NEW YORK (TheStreet) -- Fifth Third Bancorp (FITB - Get Report) is well positioned to ride the Midwest economic recovery, has "further room to cut costs," and is primed for a significant return of capital to investors next year, while trading at a discount to peers, according to Jefferies analyst Ken Usdin.

Jefferies on Wednesday rolled out its "Franchise Picks," representing "the highest conviction, Buy-rated ideas from the Jefferies US Research Team."

Fifth Third of Cincinnati is the only bank stock included on the list.  The bank's shares closed at $20.15 Tuesday, returning 35% this year.  The shares trade for 1.7 times tangible book value, according to Thomson Reuters Bank Insight, for 11.6 times the consensus 2014 earnings estimate of $1.74 a share, and for 10.7 times the consensus 2015 EPS estimate of $1.88.

Based on his firm's 2015 EPS estimate of $1.90, Jefferies analyst Ken Usdin on Wednesday wrote in a report that "FITB stands one P/E multiple point below the average large regional bank in our coverage," and that the bank's valuation had been held down because of its exposure to declining mortgage loan application volume.

Fifth Third's third-quarter revenue dropped to $121 million in the third quarter, from $233 million the previous quarter and $200 million a year earlier, reflecting the industry conditions as the rise in long-term interest rates curtailed the wave of mortgage loan refinancing activity.

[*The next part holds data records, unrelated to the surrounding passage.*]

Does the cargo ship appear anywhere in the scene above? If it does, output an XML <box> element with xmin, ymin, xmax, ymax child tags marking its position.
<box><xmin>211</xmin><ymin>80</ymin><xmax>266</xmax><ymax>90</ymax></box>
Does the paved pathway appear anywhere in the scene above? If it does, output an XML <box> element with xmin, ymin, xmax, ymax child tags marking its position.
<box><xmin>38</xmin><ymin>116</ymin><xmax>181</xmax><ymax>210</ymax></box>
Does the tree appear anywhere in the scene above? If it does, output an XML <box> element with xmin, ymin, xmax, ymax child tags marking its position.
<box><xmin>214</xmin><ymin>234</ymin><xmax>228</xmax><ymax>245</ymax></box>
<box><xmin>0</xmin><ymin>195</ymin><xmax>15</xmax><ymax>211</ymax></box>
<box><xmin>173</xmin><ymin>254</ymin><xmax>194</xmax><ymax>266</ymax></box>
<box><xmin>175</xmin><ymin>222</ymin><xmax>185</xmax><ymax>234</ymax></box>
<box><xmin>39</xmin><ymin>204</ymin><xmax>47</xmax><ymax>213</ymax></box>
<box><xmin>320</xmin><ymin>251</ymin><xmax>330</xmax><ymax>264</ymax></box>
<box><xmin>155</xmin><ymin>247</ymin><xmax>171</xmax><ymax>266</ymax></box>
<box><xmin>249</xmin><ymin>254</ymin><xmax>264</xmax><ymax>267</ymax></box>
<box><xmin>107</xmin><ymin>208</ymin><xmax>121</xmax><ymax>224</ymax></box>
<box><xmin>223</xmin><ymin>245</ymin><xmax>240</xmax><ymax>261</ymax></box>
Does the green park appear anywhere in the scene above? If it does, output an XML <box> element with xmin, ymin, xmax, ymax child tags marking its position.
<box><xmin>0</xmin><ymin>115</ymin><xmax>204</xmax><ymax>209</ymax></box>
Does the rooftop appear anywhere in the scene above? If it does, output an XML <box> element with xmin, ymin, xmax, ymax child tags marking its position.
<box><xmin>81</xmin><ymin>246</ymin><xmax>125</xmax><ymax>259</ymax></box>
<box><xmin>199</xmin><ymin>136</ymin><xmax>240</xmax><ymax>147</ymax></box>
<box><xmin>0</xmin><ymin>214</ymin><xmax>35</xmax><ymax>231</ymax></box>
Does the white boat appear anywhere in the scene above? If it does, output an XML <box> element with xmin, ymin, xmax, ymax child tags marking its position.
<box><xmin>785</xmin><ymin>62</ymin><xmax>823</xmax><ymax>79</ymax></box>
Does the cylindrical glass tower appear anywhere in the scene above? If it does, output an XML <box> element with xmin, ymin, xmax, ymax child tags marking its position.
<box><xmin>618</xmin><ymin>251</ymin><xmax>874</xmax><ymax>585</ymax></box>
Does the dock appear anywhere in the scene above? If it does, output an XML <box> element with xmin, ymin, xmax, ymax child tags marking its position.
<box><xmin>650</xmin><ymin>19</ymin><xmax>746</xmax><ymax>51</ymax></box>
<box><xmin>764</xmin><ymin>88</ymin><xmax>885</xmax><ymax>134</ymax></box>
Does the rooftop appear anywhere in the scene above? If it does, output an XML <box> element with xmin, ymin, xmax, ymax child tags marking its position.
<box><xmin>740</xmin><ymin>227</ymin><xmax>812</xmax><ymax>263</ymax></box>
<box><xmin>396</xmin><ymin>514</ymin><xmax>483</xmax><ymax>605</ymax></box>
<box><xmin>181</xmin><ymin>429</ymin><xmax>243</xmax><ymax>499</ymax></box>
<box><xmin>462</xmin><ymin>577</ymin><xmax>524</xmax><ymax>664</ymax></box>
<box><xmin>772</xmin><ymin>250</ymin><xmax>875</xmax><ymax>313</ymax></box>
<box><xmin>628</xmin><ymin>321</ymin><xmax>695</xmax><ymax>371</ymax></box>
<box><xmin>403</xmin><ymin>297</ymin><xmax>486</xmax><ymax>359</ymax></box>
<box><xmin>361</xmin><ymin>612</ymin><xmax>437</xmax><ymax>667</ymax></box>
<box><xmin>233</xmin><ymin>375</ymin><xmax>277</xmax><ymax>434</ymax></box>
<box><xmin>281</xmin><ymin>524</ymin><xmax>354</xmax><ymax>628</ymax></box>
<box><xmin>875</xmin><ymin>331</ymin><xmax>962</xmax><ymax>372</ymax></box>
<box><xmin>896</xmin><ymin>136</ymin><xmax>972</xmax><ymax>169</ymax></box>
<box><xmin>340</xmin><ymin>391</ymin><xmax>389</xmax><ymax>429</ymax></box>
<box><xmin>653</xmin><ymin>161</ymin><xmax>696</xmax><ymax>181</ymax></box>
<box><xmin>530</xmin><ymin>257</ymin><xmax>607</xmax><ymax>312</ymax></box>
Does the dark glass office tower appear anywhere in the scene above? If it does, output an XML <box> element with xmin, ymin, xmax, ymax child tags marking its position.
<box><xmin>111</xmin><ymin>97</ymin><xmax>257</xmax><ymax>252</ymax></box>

Despite the mortgage revenue decline, Fifth Third in October was included in KBW's list of large-cap banks showing the greatest year-over-year revenue growth, leaving out one-time items.

"After a reset in the origination market in 3Q13, mortgage fees now represent about 6% of total revenues and are approaching a bottom on a quarterly run-rate basis," for Fifth Third, according to Usdin. "We believe this reset and the company's approach to quickly remove costs from the business are important changes for the psychology on the stock," he wrote.

Usdin expects Fifth Third to continue cutting costs in its mortgage operations, and that the company has "strong capital return potential" heading into the Federal Reserve's next round of stress tests and capital plan reviews for large banks in March 2014. Jefferies expects the bank to be approved by the Fed to raise its quarterly dividend on common shares by a penny to 13 cents in the second quarter, to buy back between $800 million and $900 million in common shares through the first quarter of 2015, and be approved to use any gains on the sale of Vantiv (VNTV - Get Report) shares for additional buybacks.

Vantiv is Fifth Third's former payment processing subsidiary, which the bank spun-off through a public offering in April 2012.  Fifth Third during the third quarter booked an $85 million gain on the sale of Vantiv shares, which came to $55 million after tax, or 6 cents a share.  The bank also realized a gain of $4 million after tax on the valuation of a warrant it holds to purchase Vantiv shares.  Fifth Third said its remaining ownership interest in Vantiv was worth about $1.4 billion as of Sept. 30, with the warrant worth an additional $293 million.

Usdin's price target of $23 for Fifth Third's stock assumes the "Fed remains on hold until mid-'15."  By this he means the Federal Reserve doesn't raise the target range for the short-term federal funds rate until the middle of 2015.

Most investors on Wednesday will be much more focused on the Federal Reserve's "QE3" purchases of long-term U.S. Treasury bonds and agency mortgage-backed securities, which have been running at a net pace of $85 million a month since September 2012. 

The Federal Open Market Committee on Wednesday concludes its two-day policy meeting, after which outgoing Federal Reserve chairman Ben Bernanke at an afternoon press conference will discuss any changes in the central bank's stimulus policy.  Most economists expect the Fed to begin tapering its bond purchases early next year, although the Fed could have a surprise in store for Wednesday, in light of the continued flow of positive economic reports.